In September of 2012, Canada became the first country in the world to ban new coal plants that used traditional technology. In the first 21 years of effect, these regulations are expected to reduce GHG emissions by 214 megatonnes - equivalent to emissions from nearly 5 oil sands industries!
Between 1990 and 2012, GHG emissions for every barrel of oil sands crude was reduced by 30%. Innovation, technology and a “can-do” attitude drives economic prosperity and job creation in our natural resource sector. Global demand for oil is increasing and will for many years to come. Which country would you want to buy your oil from?

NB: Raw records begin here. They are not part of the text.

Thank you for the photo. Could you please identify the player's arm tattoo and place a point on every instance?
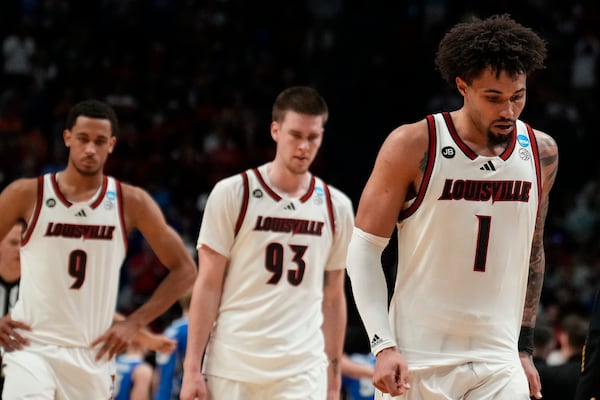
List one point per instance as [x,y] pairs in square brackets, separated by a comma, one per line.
[335,366]
[549,164]
[423,163]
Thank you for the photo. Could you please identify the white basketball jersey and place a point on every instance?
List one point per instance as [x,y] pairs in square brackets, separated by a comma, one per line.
[269,321]
[70,261]
[464,245]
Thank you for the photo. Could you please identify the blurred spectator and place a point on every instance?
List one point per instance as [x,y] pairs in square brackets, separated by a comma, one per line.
[560,381]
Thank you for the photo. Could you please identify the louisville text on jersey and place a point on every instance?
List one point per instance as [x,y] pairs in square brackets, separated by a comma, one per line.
[478,190]
[289,225]
[80,231]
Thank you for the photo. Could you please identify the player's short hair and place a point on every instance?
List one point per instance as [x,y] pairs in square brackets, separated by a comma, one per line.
[497,42]
[301,99]
[93,109]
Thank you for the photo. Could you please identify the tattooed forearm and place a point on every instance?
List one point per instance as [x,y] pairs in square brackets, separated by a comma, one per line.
[423,163]
[549,163]
[335,366]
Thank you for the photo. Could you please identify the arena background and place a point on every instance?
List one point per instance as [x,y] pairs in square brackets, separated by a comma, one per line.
[193,83]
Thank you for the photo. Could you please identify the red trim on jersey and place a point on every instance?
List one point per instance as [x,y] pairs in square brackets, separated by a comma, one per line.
[310,190]
[263,183]
[466,149]
[244,207]
[461,145]
[36,212]
[329,207]
[100,197]
[120,206]
[511,146]
[536,158]
[432,150]
[57,191]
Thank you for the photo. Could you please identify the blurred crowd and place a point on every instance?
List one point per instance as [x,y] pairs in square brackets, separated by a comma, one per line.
[193,83]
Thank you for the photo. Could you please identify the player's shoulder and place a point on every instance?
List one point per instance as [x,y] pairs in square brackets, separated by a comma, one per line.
[408,137]
[546,143]
[338,197]
[23,188]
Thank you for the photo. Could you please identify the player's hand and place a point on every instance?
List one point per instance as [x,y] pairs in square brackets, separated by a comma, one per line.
[533,377]
[9,337]
[164,345]
[115,340]
[193,386]
[391,372]
[156,342]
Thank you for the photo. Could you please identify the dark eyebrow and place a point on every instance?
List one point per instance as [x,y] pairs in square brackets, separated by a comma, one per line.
[494,91]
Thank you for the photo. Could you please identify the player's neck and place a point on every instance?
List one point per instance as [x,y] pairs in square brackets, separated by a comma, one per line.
[477,140]
[78,187]
[287,182]
[10,275]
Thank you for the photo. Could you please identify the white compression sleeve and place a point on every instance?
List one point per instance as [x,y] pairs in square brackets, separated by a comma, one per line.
[369,287]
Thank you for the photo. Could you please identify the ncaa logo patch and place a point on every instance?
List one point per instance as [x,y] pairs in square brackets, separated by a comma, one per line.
[448,152]
[523,140]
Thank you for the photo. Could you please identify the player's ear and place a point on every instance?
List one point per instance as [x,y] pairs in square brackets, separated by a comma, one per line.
[275,130]
[112,144]
[461,85]
[67,137]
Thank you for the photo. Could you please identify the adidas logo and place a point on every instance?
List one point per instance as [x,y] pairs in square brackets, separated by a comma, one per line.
[488,166]
[375,341]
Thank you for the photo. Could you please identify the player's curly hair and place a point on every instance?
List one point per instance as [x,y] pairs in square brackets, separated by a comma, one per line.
[497,42]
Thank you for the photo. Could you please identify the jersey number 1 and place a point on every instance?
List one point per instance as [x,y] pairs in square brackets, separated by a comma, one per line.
[483,239]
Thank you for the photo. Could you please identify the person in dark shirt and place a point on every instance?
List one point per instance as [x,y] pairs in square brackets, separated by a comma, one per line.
[560,381]
[588,386]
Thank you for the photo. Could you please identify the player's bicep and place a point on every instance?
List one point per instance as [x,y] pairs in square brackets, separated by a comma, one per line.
[394,172]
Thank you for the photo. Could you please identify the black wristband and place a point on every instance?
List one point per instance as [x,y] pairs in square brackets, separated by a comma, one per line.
[526,340]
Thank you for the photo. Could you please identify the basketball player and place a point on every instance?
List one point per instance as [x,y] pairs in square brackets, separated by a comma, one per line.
[269,298]
[169,365]
[468,190]
[10,272]
[77,222]
[133,380]
[588,386]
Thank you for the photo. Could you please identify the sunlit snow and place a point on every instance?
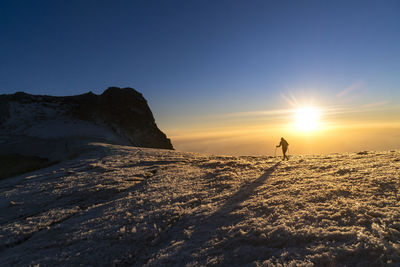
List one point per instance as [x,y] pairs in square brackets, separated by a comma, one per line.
[123,206]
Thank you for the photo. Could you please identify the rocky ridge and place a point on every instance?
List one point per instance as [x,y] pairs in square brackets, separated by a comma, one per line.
[41,124]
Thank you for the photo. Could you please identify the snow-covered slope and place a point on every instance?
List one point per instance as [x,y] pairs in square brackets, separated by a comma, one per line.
[31,124]
[122,206]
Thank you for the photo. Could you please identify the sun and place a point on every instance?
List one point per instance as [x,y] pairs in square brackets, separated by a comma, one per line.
[307,119]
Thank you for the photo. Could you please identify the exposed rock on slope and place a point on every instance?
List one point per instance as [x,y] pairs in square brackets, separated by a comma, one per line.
[119,116]
[168,208]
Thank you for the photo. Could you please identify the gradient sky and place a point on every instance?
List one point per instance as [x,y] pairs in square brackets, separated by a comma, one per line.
[220,76]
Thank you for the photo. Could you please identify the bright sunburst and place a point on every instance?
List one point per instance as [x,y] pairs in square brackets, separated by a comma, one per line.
[307,118]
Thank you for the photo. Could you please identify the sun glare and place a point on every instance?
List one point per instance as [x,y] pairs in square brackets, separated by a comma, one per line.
[307,119]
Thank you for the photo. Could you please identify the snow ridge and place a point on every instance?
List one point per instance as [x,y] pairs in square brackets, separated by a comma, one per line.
[118,205]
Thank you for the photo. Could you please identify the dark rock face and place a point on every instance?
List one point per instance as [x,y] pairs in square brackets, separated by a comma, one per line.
[123,110]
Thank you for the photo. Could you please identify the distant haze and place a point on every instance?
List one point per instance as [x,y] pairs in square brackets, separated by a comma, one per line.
[220,76]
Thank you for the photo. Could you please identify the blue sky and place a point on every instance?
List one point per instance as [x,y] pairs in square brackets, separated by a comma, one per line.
[195,58]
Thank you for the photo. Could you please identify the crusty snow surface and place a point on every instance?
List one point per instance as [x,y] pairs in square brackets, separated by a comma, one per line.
[122,206]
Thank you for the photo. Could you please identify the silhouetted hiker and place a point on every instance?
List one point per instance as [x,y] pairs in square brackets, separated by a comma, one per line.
[284,145]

Alberta – home to the oil sands – was the first province in Canada to embrace wind power in 1993 and had the first North American industrial GHG emission regulations. It also has had a carbon tax on oil production since 2007. No other major oil exporter to the USA has a carbon tax on oil production.
Canada has set a carbon emission reduction target of 30% by the year 2030. Today, Canada is responsible for emitting just 1.6% of global GHG emissions and has one of the lowest GHG emitting electricity systems in the world!
In 2014, Canadian businesses spent around $11.8 billion on environmental protection, $6.5 billion of which was spent by companies in the oil sands. More than half of this was invested into technology and innovation designed to reduce pollution in all aspects of operations over the long-term.
Contrary to the drumbeat of doom we hear from every green group opposing pipelines and resource development in Canada, we are a leader in renewable energy. As a matter of fact, over $45 billion has been spent on renewable energy projects in Canada over the past five years.
In 2010, Canada’s natural resources were responsible for generating 46.2% of all manufacturing, 58.3% of all merchandise exports and 61% of all business investment in Canada.
Alberta law requires energy companies to completely reclaim any land disturbed by mining or drilling operations. These companies are required to develop an in-depth reclamation plan that spans the life of the project – anywhere up to 80 years – which includes monitoring, fertilization, seeding and landforming to name a few.